8th Wall crossed one of those milestones last week with the launch of its Partner Program. This is a global directory of agencies and creative studios that are deemed proficient in building AR experiences with 8th Wall. It positions them to brand marketers as recommended shops.
As a corollary to the Partner Program, 8th Wall has also launched Public Profiles. This is a sort of LinkedIn for 8th Wall developers to profile their work and to network directly with brands. Those brands can conversely streamline and standardize their process of evaluating developers.
The thought in all of the above is to attract developers to 8th Wall and incentivize them through a path to paid work with brand marketers. The program likewise lowers barriers for the same brands to adopt AR, which in turn funnels cash into the AR economy to fuel and fund developers.
Underlying Principle
Backing up for those unfamiliar, 8th Wall is a developer platform that’s meant to democratize AR. True to that underlying principle, it focuses on Web AR which sidesteps the need for app downloads that create friction for users and diminished scale for creators.
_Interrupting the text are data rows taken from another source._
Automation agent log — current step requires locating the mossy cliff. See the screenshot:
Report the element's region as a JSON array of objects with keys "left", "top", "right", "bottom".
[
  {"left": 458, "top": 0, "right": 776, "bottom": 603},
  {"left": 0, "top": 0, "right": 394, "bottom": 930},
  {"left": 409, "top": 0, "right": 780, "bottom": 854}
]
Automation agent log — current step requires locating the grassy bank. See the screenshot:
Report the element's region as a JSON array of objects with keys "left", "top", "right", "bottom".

As our research arm ARtillery Intelligence examined in its latest report, these web AR advantages stem from its delivery through the ubiquitous mobile browser. Consumers are less likely to spend 90 seconds downloading an app for an experience that lasts 30 seconds.
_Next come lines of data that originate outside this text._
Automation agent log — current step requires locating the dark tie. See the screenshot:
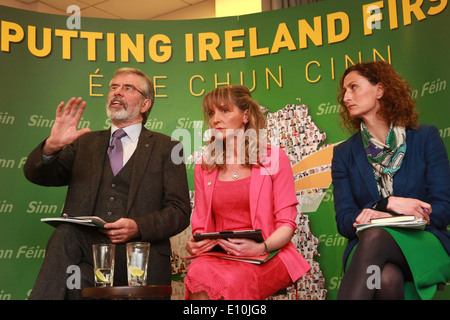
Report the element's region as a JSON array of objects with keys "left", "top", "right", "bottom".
[{"left": 108, "top": 129, "right": 127, "bottom": 175}]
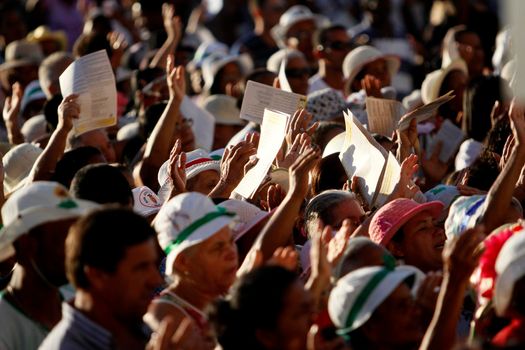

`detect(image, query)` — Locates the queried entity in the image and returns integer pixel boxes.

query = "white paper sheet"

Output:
[233,109,290,198]
[429,119,465,163]
[279,58,292,92]
[180,96,215,152]
[366,97,405,137]
[241,80,306,124]
[59,50,117,135]
[397,91,455,130]
[339,111,388,207]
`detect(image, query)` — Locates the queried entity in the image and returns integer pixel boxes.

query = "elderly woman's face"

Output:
[180,226,238,295]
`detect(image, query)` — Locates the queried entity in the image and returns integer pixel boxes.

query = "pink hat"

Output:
[369,198,443,246]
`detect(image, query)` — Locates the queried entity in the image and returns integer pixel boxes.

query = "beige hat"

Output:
[271,5,330,48]
[343,45,401,84]
[2,143,43,194]
[0,40,44,71]
[421,58,468,104]
[202,94,244,125]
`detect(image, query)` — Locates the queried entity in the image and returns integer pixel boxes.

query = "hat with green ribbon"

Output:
[328,266,415,335]
[154,192,235,275]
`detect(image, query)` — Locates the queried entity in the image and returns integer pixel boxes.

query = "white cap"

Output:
[154,192,235,275]
[2,143,43,194]
[131,186,162,216]
[328,266,415,334]
[0,181,98,261]
[271,5,330,48]
[219,199,270,241]
[421,58,468,103]
[493,232,525,316]
[343,45,401,84]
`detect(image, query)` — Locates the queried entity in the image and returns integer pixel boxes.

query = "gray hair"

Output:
[38,52,74,99]
[304,190,357,237]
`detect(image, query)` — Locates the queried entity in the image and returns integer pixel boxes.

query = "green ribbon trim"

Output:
[337,267,392,335]
[164,207,235,255]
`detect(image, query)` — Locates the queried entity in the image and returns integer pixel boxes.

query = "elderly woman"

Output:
[144,192,238,348]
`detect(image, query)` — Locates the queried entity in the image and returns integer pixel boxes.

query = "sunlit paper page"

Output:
[366,97,405,137]
[430,119,465,163]
[233,109,290,198]
[59,50,117,135]
[339,111,387,207]
[374,152,401,207]
[397,91,455,131]
[241,80,306,124]
[279,58,292,92]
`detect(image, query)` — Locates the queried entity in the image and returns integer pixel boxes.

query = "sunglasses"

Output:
[326,41,353,51]
[284,68,310,78]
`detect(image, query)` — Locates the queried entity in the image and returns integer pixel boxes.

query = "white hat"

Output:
[271,5,330,48]
[306,88,348,121]
[328,266,415,334]
[131,186,162,216]
[454,139,483,171]
[343,45,401,84]
[421,58,468,103]
[266,48,306,74]
[20,80,46,113]
[20,114,49,142]
[202,53,253,90]
[157,148,221,201]
[2,143,43,194]
[0,40,44,71]
[323,131,346,158]
[202,94,244,125]
[219,199,270,241]
[154,192,235,275]
[0,181,98,261]
[493,232,525,316]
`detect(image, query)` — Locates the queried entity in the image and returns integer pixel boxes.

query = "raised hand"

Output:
[162,3,182,43]
[167,140,186,200]
[275,132,312,169]
[361,74,383,98]
[57,94,80,132]
[286,109,318,149]
[166,55,186,103]
[288,145,321,199]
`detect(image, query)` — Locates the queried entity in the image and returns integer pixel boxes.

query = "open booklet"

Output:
[59,50,117,135]
[241,80,306,124]
[233,109,290,199]
[366,91,454,137]
[339,111,401,208]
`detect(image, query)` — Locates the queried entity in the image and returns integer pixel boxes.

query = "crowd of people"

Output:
[0,0,525,350]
These principles are gaining traction, given the number of brand marketers that choose the web AR route versus native apps or social AR ad campaigns (though some rightly do all of the above). That list of brands includes everyone from Miller Lite to CB2 to Ally Bank.
Back to the partner program, it’s just the latest in 8th Wall’s moves to attract developers, agencies, and brands. It continues to expand its functionality including face effects, tracking on curved surfaces, world tracking, and ongoing nuts & bolts improvements such as frame rates.
But most of all, 8th wall has worked hard to ensure that it works on commodity hardware. These efforts have launched web AR to the largest mobile AR platform at 3.1 billion devices. This translates to addressable market and greater scale — the biggest developer draw of all.
“8th Wall has enabled [us] to deliver innovative and effective AR, from AR games on 440 million cereal boxes to the world’s first AR on Spotify,” said Powster CEO & founder Ste Thompson.
Path to Platform Growth
Back to the broader trend of platform evolution and the move towards community-building tools, another place we’ve seen this play out is with the king of consumer AR: Snap. It continues to double down on the functionality of its Lens Studio platform to attract AR creators.
In fact, a few of its past moves resemble 8th Wall’s latest milestone, including creator profiles and a Lens Creator Marketplace. This isn’t to say that 8th Wall is being derivative but that it’s following in the right steps of one of the world’s most prolific AR creator communities.
If we were to extrapolate 8th Wall’s next moves through that same lens (excuse the pun), the list might include hand & body templates, geolocated AR (Landmarkers & Local Lenses), a Snap ML-like toolkit and LiDAR support. The latter is harder to integrate with Web AR.
The main point is that embracing and accommodating developers can be a path towards platform growth. Though Snap and 8th Wall are apples and oranges in their broader businesses and revenue models, they do have a common goal in attracting and incentivizing developers.
For Snap, this goal kicks off its AR flywheel effect: Lens libraries attract users and engagement. A growing audience then attracts more lens developers which further expands the library and, in turn, more users. And all of the above attracts the real endgame: advertisers.
For 8th Wall, the calculus is a bit different as it doesn’t operate a self-contained ad network, but rather an AR creation engine. Accordingly, the name of the game is to grow web AR capabilities, consumer traction, developers, and brand adoption, which all ratchet up together.